Not because falls were prevented through magic. Because of the thousand small adjustments. The medication that was reduced last August because her morning BP was running low. The shower stool installed in 2019 after a single near-stumble the housemaid mentioned in passing. The walking stick that arrived after a balance assessment found her sway was a fraction worse than the previous quarter. The night light in the corridor. The decision, three winters ago, to stop letting her bend down to put her own slippers on. The flu shot every October. The phone call the morning after a doctor’s visit, just to make sure she had understood the new dose. None of these prevented a specific fall. Together, accumulated over eleven years, they bent her curve.
This is the same shape as the Buffett chart. The first ten years of the chart look like nothing happened. So do Mira’s first ten years with us. From the outside, both look like a long stretch of paying for very little. From the inside, both are the only kind of work that compounds.
Mrs. Bose’s daughter-in-law called me a week after the fall. \”Ki dorkar chhilo eta,\” she said quietly. What was the need for this. She meant the fall. She meant the flight her husband had taken from Mumbai.
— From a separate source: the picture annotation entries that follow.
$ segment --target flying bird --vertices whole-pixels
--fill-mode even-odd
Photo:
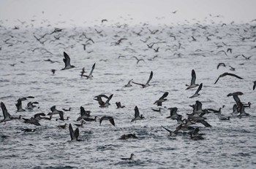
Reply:
[[[200,94],[199,94],[198,93],[200,92],[200,90],[201,90],[202,87],[203,87],[203,83],[201,83],[201,84],[199,85],[199,87],[198,87],[197,91],[196,91],[196,92],[195,93],[195,94],[194,94],[192,96],[191,96],[189,98],[192,98],[199,96]]]
[[[102,122],[103,120],[108,120],[111,125],[113,125],[113,126],[115,126],[115,121],[114,121],[114,118],[113,118],[113,117],[110,117],[110,116],[103,116],[99,119],[99,125],[102,124]]]
[[[75,66],[70,65],[69,56],[65,52],[64,52],[63,53],[64,53],[64,57],[65,58],[63,59],[63,61],[65,63],[65,67],[61,70],[66,70],[66,69],[75,68]]]
[[[144,119],[144,117],[143,114],[140,115],[140,111],[139,111],[139,109],[138,109],[138,106],[136,106],[135,108],[135,118],[133,118],[131,121],[131,122],[135,121],[135,120],[138,120],[138,119]]]
[[[143,88],[145,88],[145,87],[149,86],[149,82],[151,80],[152,77],[153,77],[153,71],[151,71],[150,73],[149,78],[148,78],[147,82],[145,84],[140,84],[140,83],[136,83],[136,82],[132,82],[134,83],[134,84],[138,84],[138,85],[141,85]]]
[[[73,128],[72,128],[71,124],[69,123],[69,130],[71,141],[80,141],[80,139],[78,139],[78,137],[79,137],[79,129],[78,128],[76,128],[75,132],[74,132]]]
[[[83,68],[83,70],[81,71],[81,76],[86,76],[88,79],[91,79],[94,76],[92,76],[92,72],[94,71],[94,68],[95,68],[95,64],[96,63],[94,63],[94,64],[91,67],[91,71],[90,71],[90,74],[89,75],[84,75],[83,74],[85,73],[84,71],[84,68]]]
[[[165,98],[168,95],[169,93],[165,92],[159,99],[156,101],[154,103],[157,104],[157,106],[162,106],[162,103],[164,101],[166,101],[167,99]]]
[[[225,72],[221,75],[219,75],[219,76],[218,77],[218,79],[216,80],[214,84],[218,82],[219,79],[221,78],[221,77],[224,77],[225,76],[234,76],[234,77],[236,77],[236,78],[238,78],[240,79],[243,79],[243,78],[241,78],[241,76],[238,76],[236,74],[230,74],[230,73],[227,73],[227,72]]]
[[[188,86],[188,87],[187,87],[186,90],[194,88],[199,85],[198,84],[195,84],[195,79],[197,77],[195,76],[195,72],[194,69],[192,70],[191,76],[192,76],[192,79],[191,79],[190,85],[186,84],[186,86]]]

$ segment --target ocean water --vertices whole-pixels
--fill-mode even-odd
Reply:
[[[203,26],[206,26],[203,28]],[[13,117],[22,115],[30,118],[37,113],[48,114],[50,108],[67,109],[67,121],[56,121],[59,115],[49,120],[41,119],[41,126],[26,124],[14,119],[0,124],[1,168],[255,168],[256,160],[255,95],[252,90],[256,80],[255,71],[255,29],[252,23],[222,25],[199,24],[179,25],[129,25],[118,28],[115,24],[91,27],[66,28],[60,32],[50,33],[54,27],[25,28],[19,29],[0,27],[0,101],[5,103]],[[98,34],[94,29],[102,31]],[[158,30],[155,34],[150,31]],[[140,33],[140,34],[139,34]],[[40,37],[40,43],[34,36]],[[91,38],[92,42],[86,42]],[[176,36],[176,39],[170,35]],[[193,36],[196,41],[193,41]],[[55,37],[58,39],[56,39]],[[207,37],[211,40],[207,40]],[[116,45],[118,39],[124,38]],[[148,39],[146,42],[143,42]],[[90,43],[83,50],[82,44]],[[154,43],[153,48],[147,47]],[[179,43],[181,44],[178,48]],[[228,48],[232,53],[227,52]],[[220,52],[224,50],[227,55]],[[63,52],[71,58],[75,68],[64,67]],[[246,57],[252,55],[249,59]],[[157,55],[157,57],[154,57]],[[119,57],[121,56],[121,57]],[[143,60],[137,63],[133,56]],[[45,61],[50,59],[53,63]],[[84,67],[88,74],[96,63],[93,79],[81,78]],[[219,63],[226,67],[217,68]],[[14,66],[11,64],[15,64]],[[229,66],[236,68],[230,70]],[[50,71],[56,69],[55,74]],[[195,89],[186,90],[191,80],[191,71],[196,73],[196,83],[203,83],[200,95],[189,98]],[[142,88],[132,84],[124,87],[130,80],[146,83],[151,71],[154,75],[150,86]],[[236,74],[244,78],[227,76]],[[170,137],[161,125],[174,130],[178,125],[176,120],[166,119],[167,108],[177,107],[184,118],[192,112],[189,105],[196,101],[203,103],[203,109],[220,107],[222,114],[232,116],[235,101],[227,97],[230,93],[240,91],[242,102],[251,102],[245,109],[249,117],[231,117],[229,121],[220,121],[214,114],[206,114],[212,126],[201,124],[205,139],[194,141],[188,135]],[[154,101],[165,92],[167,101],[163,111],[155,112]],[[113,94],[108,108],[99,108],[94,97]],[[25,109],[29,101],[37,101],[33,110],[16,112],[16,101],[29,95],[23,101]],[[120,101],[124,109],[116,109]],[[68,127],[57,125],[80,123],[80,107],[91,111],[91,116],[112,116],[116,126],[108,121],[99,125],[97,122],[86,122],[80,127],[82,141],[70,142]],[[137,106],[145,119],[130,122]],[[1,114],[1,119],[3,116]],[[36,129],[24,133],[24,128]],[[118,138],[123,134],[135,133],[138,139]],[[133,160],[121,160],[135,154]]]

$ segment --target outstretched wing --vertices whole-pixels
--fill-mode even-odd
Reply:
[[[201,84],[199,85],[199,87],[198,87],[198,88],[197,88],[197,91],[195,92],[195,94],[198,94],[198,93],[200,92],[200,90],[201,90],[202,87],[203,87],[203,83],[201,83]]]
[[[147,82],[146,84],[148,84],[148,83],[149,83],[149,82],[151,80],[152,77],[153,77],[153,71],[151,71],[151,72],[150,73],[150,76],[149,76],[148,80],[148,82]]]
[[[195,84],[195,79],[197,78],[196,76],[195,76],[195,70],[192,69],[192,73],[191,73],[191,76],[192,76],[192,79],[191,79],[191,83],[190,84]]]
[[[74,133],[73,128],[72,127],[72,125],[70,123],[69,125],[69,130],[71,140],[72,141],[72,140],[75,139],[75,133]]]
[[[90,74],[89,74],[89,76],[92,74],[92,72],[94,71],[94,68],[95,68],[95,64],[96,64],[96,63],[94,63],[94,64],[92,66],[92,67],[91,67],[91,72],[90,72]]]
[[[138,106],[136,106],[135,108],[135,118],[138,117],[140,117],[140,111],[139,111],[139,109],[138,109]]]
[[[70,58],[65,52],[63,52],[63,54],[65,58],[63,59],[63,61],[65,63],[65,67],[66,67],[67,66],[70,65]]]

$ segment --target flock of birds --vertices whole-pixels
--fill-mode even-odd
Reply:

She meant the bills, the new attendant they were now interviewing, the change in the texture of her mother-in-law’s life that had happened in five hours and would now last for years.
She did not yet mean what I think she will mean, eventually. The thing that was needed (the thing that would have prevented all of this) cost twelve hundred rupees and was offered to her six months ago. She had said let’s think about it after the puja.
It is easy to read this and conclude that families like Mrs. Bose’s are foolish, and families like Mira’s are wise. That is unfair to Mrs. Bose’s family, and untrue. Most of us cannot see compounding in domains we have not been trained to see it in. We have been trained to see it in money. Some of us have learned to see it in books, or in marriages, or in the disciplines of physical health. Care is the next domain. It is sitting there, waiting, with a curve to be bent. Most of us will only learn to see it after the fall, when we look back and notice that the curve was bending all along, and we were not paying attention to it because nothing dramatic was happening.
Their parents’ future is a curve. The curve is bent, not by what we do during the crises, but by what we do, and what we agree to do, when nothing seems wrong. The puja comes every year. There is always a reason to think about it after the puja.